The BJP issued a statement Thursday saying essentially nothing had changed.
“This is almost akin to a status quo. Since 1993 this case has been going on,” Sambit Patra, BJP spokesperson told CNN.
“As far as the criminal conspiracy case is concerned, it had gone to the trial court, it had gone to the High Court as well and now the Supreme Court has redirected back to the trial court.”
Destruction of mosque led to revenge attacks
The Babri Masjid was built on a disputed site in Ayodhya in the 16th century and the town has been a religious flashpoint for more than 400 years.
Some Hindus believe it is where Lord Rama, one of the most revered deities in Hinduism, was born.
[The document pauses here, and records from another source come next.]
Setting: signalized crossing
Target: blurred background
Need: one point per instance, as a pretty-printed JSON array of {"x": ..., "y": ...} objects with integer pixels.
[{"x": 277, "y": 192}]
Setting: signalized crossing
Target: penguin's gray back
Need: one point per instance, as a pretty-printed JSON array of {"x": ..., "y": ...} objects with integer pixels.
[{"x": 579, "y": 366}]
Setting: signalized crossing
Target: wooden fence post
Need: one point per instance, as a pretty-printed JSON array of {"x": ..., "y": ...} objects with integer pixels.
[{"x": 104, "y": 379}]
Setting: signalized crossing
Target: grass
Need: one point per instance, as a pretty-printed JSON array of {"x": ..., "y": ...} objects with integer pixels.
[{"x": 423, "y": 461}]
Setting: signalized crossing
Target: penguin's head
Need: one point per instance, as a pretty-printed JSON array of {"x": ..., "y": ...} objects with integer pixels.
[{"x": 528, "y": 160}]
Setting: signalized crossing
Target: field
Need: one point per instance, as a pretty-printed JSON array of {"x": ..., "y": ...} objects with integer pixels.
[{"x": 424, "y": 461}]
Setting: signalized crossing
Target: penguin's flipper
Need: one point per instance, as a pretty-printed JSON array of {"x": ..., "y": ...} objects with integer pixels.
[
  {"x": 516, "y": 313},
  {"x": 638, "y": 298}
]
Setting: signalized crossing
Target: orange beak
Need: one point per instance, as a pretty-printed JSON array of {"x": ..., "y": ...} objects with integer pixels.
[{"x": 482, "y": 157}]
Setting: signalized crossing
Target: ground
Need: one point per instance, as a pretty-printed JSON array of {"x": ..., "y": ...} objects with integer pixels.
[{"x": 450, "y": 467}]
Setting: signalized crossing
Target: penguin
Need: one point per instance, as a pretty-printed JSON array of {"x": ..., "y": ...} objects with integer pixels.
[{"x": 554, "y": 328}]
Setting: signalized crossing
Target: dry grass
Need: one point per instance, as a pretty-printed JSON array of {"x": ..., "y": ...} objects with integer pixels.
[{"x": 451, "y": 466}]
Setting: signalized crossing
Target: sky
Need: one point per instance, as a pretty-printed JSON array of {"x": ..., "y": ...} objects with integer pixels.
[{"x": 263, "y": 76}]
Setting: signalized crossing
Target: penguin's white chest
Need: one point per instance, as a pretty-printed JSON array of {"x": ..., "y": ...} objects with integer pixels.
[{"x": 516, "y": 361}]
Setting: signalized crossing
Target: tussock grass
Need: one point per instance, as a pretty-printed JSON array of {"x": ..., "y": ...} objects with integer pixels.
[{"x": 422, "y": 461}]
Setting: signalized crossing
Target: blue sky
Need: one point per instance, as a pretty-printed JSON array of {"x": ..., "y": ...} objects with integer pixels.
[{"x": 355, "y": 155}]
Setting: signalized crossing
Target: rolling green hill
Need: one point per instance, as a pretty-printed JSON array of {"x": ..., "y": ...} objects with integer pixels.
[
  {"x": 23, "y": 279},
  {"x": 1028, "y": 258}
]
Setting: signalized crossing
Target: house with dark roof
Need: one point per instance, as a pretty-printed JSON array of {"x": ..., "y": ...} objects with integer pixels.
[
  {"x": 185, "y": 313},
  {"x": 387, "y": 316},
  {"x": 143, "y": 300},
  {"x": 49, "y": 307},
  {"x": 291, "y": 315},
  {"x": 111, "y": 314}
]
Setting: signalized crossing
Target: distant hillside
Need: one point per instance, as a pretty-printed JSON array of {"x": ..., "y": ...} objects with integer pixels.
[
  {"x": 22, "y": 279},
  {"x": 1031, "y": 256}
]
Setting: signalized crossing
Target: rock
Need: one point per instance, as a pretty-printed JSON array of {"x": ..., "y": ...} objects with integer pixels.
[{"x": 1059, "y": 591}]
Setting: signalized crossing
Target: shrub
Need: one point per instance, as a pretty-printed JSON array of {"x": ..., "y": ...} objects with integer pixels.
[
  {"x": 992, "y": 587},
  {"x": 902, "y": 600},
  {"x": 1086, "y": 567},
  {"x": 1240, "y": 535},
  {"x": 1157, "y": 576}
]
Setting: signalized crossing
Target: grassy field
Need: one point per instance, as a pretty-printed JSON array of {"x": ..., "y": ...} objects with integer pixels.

Muslims claim the land because the mosque was built there in 1528.
The 1992 demolition sparked religious riots across the country in which more than 2,000 people died.
Dozens of temples and mosques were also targeted in a series of revenge attacks by Hindu and Muslim mobs.
The violence was some of worst seen in India since the bloody clashes that accompanied partition following independence in 1947.
Last month, Prime Minister Narendra Modi appointed the polarizing Hindu priest-turned-politician Yogi Adityanath as chief minister of Uttar Pradesh, where Ayodhya is, raising concerns about the country’s direction.
Modi, a member of BJP, has himself been criticized for being complicit in a separate spate of violence in the state of Gujarat in 2002, in which more than 1,000 people were killed. Modi was at that time the chief minister of the state.
He was accused of not having done enough to halt the anti-Muslim violence, though a Supreme Court-ordered investigation absolved him of blame in 2013.